1986: Events and Inventions

January 28, 1986. The space shuttle Challenger explodes after its launch from Cape Canaveral, killing all seven astronauts on board.

January 26, 1986. Yoweri Museveni’s National Resistance Army Rebel group takes over Uganda after leading a successful 5-year guerrilla war in which up to half a million people are believed to have been killed. Museveni is still president of Uganda in 2012, serving his fourth term as president after his reelection in 2011.

February 7, 1986. President Jean-Claude Duvalier (“Baby Doc”, son of “Papa Doc”) flees Haiti, ending 28 years of dictatorial rule by the Duvalier family. Army leader General Henri Namphy heads a new National Governing Council.

February 9, 1986. Halley’s Comet reaches its perihelion, the closest point to the Sun, during its second visit to the solar system in the 20th Century.

'Halley's Comet' photo (c) 2012, NASA Blueshift - license: http://creativecommons.org/licenses/by/2.0/

February 18, 1986. The Soviet Union launches the Mir space station.

February 25, 1986. Known as the People Power Revolution, over two million Filippinos bring about the downfall of Philippine dictator Ferdinand Marcos through a sustained campaign of civil resistance against regime violence and electoral fraud. Marcos and his wife Imelda flee the Philippines as Corazon Aquino, the widow of slain opposition leader Benigno Aquino, is named interim president of the island country.

April 26-30,1986. An explosion rips through the nuclear power plant at Chernobyl in Ukraine, Soviet Union. One nuclear at CHernobyl is still blazing, and three other reactors have been shut down. About 15,000 people have been evacuated from the vicinity of the power plant. A book for young people about the Chernobyl disaster that I can recommend is Andrea White’s Radiant Girl, the fictional story of one girl whose life is changed forever by the nuclear disaster. From my interview with Ms. White:

I got the idea for Radiant Girl, my most recent book about the Chernobyl disaster, from a photograph I saw on the Internet. The photo showed a girl on a motorcycle in the Dead Zone–where towns and families once flourished–and when I saw that picture of the girl I knew I wanted to write about Chernobyl. The inscription was, “As I pass through the checkpoint into the Dead Zone, I feel like I have entered an unreal world. It is divinely eerie like the Salvador Dali painting of the dripping clocks.”
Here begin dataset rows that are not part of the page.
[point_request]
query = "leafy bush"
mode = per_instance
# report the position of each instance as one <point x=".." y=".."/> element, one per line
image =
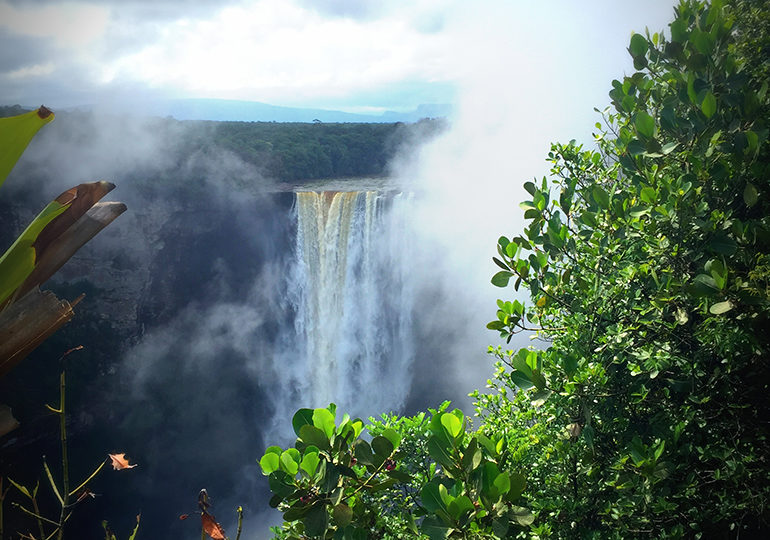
<point x="647" y="263"/>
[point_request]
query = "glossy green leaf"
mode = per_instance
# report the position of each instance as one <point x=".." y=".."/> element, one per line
<point x="18" y="262"/>
<point x="323" y="419"/>
<point x="709" y="105"/>
<point x="342" y="514"/>
<point x="638" y="46"/>
<point x="434" y="528"/>
<point x="521" y="380"/>
<point x="311" y="435"/>
<point x="280" y="483"/>
<point x="439" y="451"/>
<point x="518" y="485"/>
<point x="309" y="462"/>
<point x="269" y="463"/>
<point x="316" y="521"/>
<point x="382" y="447"/>
<point x="452" y="424"/>
<point x="301" y="417"/>
<point x="522" y="516"/>
<point x="601" y="197"/>
<point x="750" y="194"/>
<point x="289" y="462"/>
<point x="645" y="124"/>
<point x="501" y="279"/>
<point x="721" y="307"/>
<point x="723" y="244"/>
<point x="15" y="134"/>
<point x="431" y="497"/>
<point x="648" y="195"/>
<point x="363" y="453"/>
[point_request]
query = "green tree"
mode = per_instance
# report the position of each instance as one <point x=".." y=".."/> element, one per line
<point x="647" y="266"/>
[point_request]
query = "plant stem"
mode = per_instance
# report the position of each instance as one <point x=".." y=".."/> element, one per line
<point x="64" y="459"/>
<point x="240" y="523"/>
<point x="82" y="485"/>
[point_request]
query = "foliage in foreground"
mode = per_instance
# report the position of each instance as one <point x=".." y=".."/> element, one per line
<point x="335" y="484"/>
<point x="647" y="266"/>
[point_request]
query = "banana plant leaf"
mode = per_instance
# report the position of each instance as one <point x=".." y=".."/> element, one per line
<point x="15" y="134"/>
<point x="27" y="323"/>
<point x="29" y="249"/>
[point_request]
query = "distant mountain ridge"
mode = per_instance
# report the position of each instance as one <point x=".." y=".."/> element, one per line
<point x="255" y="111"/>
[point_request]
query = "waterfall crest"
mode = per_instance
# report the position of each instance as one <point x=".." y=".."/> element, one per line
<point x="351" y="342"/>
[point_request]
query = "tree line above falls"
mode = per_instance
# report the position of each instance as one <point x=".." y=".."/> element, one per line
<point x="284" y="152"/>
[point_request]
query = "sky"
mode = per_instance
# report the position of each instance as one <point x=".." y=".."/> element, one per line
<point x="353" y="55"/>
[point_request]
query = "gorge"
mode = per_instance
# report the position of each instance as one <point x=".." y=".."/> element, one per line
<point x="220" y="304"/>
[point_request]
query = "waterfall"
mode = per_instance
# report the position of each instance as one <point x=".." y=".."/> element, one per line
<point x="351" y="341"/>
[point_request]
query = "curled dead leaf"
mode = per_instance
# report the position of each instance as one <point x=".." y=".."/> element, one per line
<point x="120" y="462"/>
<point x="211" y="527"/>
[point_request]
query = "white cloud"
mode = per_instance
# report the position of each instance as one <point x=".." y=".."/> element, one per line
<point x="35" y="70"/>
<point x="70" y="24"/>
<point x="277" y="51"/>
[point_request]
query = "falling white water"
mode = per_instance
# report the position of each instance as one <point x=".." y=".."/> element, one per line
<point x="351" y="342"/>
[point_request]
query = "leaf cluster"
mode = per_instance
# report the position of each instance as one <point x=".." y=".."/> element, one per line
<point x="646" y="265"/>
<point x="333" y="483"/>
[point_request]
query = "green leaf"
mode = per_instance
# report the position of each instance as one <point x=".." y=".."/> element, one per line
<point x="750" y="194"/>
<point x="363" y="452"/>
<point x="430" y="496"/>
<point x="309" y="463"/>
<point x="648" y="195"/>
<point x="721" y="307"/>
<point x="601" y="197"/>
<point x="518" y="484"/>
<point x="15" y="134"/>
<point x="434" y="528"/>
<point x="323" y="419"/>
<point x="530" y="187"/>
<point x="400" y="476"/>
<point x="460" y="507"/>
<point x="668" y="148"/>
<point x="723" y="244"/>
<point x="522" y="516"/>
<point x="540" y="397"/>
<point x="502" y="483"/>
<point x="270" y="462"/>
<point x="289" y="461"/>
<point x="316" y="521"/>
<point x="452" y="424"/>
<point x="521" y="380"/>
<point x="280" y="483"/>
<point x="301" y="417"/>
<point x="638" y="46"/>
<point x="501" y="279"/>
<point x="311" y="435"/>
<point x="645" y="124"/>
<point x="382" y="447"/>
<point x="709" y="105"/>
<point x="342" y="514"/>
<point x="393" y="436"/>
<point x="439" y="451"/>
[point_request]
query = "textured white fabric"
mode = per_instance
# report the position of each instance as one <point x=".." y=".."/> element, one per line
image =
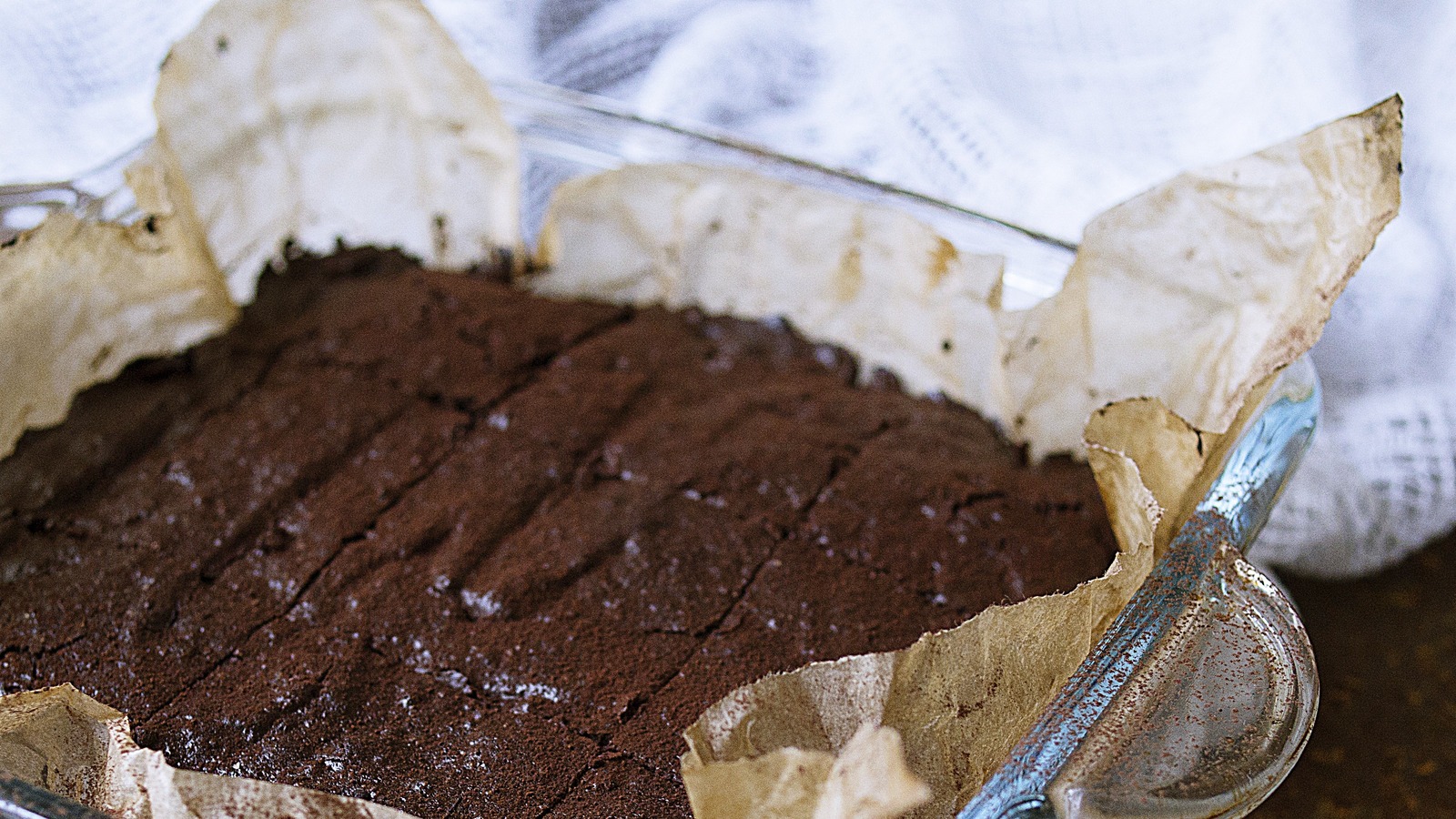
<point x="1037" y="111"/>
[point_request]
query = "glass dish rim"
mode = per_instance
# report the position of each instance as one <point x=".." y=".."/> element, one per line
<point x="92" y="193"/>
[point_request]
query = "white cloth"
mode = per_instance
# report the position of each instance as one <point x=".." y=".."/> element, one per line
<point x="1041" y="113"/>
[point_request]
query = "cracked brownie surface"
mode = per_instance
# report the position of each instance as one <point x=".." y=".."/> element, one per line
<point x="430" y="541"/>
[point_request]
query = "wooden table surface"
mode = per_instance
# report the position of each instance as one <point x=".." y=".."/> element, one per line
<point x="1385" y="738"/>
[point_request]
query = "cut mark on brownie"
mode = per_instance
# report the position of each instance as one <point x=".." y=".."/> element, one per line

June 12, 1986. South Africa declares a nationwide state of emergency, and 1000 black activists are arrested.

September 5-6, 1986. Pan Am Flight 73, with 358 people on board, is hijacked at Karachi International Airport by four Abu Nidal terrorists. In Istanbul, two Abu Nidal terrorists kill 22 and wound 6 inside the Neve Shalom synagogue during Shabbat services. Abu Nidal, leader of this Palestinian terrorist group, told a journalist in 1985: “I am the evil spirit which moves around only at night causing … nightmares.”